The Twinkle-Goes illusion impacts motor planning, and is likely perceptual in origin.

Blake W. Saurels,Benjamin R. Jilek,Derek H. Arnold

Published 2025 in Vision Research

ABSTRACT

The Twinkle-Goes illusion is an apparent perceptual extrapolation of moving objects that suddenly disappear. Object disappearance must occur against a white noise background that is dynamically updating, or against an initially static white noise background that becomes dynamic within a brief time window after disappearance. Here, we have refined the critical time window for dynamic noise onset to just ∼ 20 ms after moving object disappearance. We have also successfully measured the illusion using a sensory reproduction task, that minimizes decisional biases that could have influenced the binary forced choice tasks that have previously been used to measure the illusion. This suggests that the Twinkle-Goes illusion is likely perceptual in origin.
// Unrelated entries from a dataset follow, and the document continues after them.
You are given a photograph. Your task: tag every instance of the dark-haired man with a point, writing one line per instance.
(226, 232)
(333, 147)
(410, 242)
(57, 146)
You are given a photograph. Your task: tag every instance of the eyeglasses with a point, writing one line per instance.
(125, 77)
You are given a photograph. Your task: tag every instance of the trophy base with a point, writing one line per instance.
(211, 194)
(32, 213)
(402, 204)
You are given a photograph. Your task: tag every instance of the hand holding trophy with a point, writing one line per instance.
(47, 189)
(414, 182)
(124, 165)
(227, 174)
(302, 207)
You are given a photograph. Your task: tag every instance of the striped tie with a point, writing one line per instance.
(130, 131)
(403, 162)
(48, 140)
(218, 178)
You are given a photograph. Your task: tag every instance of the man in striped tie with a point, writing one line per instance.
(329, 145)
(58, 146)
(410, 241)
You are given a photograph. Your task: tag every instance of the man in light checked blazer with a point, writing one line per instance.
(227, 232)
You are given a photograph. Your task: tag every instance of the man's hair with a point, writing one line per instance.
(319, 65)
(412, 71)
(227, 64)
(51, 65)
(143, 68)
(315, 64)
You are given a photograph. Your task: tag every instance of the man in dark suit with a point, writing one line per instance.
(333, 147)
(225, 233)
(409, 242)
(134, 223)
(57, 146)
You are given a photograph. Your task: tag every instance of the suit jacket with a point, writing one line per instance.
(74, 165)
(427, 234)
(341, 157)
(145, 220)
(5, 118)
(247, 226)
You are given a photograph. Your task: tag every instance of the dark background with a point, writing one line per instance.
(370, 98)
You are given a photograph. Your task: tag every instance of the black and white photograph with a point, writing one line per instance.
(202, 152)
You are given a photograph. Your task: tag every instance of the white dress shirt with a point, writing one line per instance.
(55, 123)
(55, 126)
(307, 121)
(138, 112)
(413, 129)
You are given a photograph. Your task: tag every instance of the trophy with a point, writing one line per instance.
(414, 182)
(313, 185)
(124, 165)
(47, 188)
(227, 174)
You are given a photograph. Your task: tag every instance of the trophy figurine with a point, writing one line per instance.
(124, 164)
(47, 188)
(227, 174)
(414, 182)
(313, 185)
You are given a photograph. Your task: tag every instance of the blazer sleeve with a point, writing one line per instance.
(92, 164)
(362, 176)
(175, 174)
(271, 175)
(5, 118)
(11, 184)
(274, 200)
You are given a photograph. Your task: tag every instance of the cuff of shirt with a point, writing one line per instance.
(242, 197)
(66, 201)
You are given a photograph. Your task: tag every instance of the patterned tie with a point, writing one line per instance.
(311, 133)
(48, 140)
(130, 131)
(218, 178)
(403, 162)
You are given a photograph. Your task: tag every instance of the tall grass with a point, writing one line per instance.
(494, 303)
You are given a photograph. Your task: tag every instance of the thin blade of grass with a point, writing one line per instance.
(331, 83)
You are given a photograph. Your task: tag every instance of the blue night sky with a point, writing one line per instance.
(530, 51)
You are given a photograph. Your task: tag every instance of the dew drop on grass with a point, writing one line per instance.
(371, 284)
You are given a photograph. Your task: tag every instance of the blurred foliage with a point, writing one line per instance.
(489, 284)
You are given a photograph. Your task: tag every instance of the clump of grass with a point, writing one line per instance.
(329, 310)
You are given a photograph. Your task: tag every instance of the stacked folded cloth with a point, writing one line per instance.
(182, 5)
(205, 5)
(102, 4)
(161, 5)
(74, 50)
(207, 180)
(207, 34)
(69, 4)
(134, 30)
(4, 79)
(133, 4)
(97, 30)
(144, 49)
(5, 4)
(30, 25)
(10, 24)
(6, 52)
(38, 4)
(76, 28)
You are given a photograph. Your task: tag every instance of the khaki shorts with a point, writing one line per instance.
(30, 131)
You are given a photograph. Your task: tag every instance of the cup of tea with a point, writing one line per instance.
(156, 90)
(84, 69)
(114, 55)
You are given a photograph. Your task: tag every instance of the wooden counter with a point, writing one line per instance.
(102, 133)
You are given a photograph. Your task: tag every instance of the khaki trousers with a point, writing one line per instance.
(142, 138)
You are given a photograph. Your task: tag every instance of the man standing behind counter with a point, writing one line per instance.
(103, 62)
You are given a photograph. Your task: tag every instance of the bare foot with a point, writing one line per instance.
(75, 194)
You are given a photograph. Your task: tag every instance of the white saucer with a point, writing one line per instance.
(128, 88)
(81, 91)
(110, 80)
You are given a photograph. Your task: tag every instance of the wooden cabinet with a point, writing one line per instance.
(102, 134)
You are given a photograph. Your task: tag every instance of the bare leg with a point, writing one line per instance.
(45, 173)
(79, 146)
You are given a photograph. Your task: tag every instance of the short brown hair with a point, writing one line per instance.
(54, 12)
We also measured the illusion using a task where people made a saccade to the perceived moving object disappearance position, showing the illusion impacts motor planning. The magnitude of the effect in our data was ∼ 22 ms, at most. This is too slight to reflect on full compensation for delayed sensory processing in early visual brain regions (∼67 ms). However, it is possible that our measures have only partially captured the activity of an extrapolation process that is involved in a full compensation for information processing delays, in order to facilitate motor planning - but this possibility remains speculative, and we review counter arguments and evidence.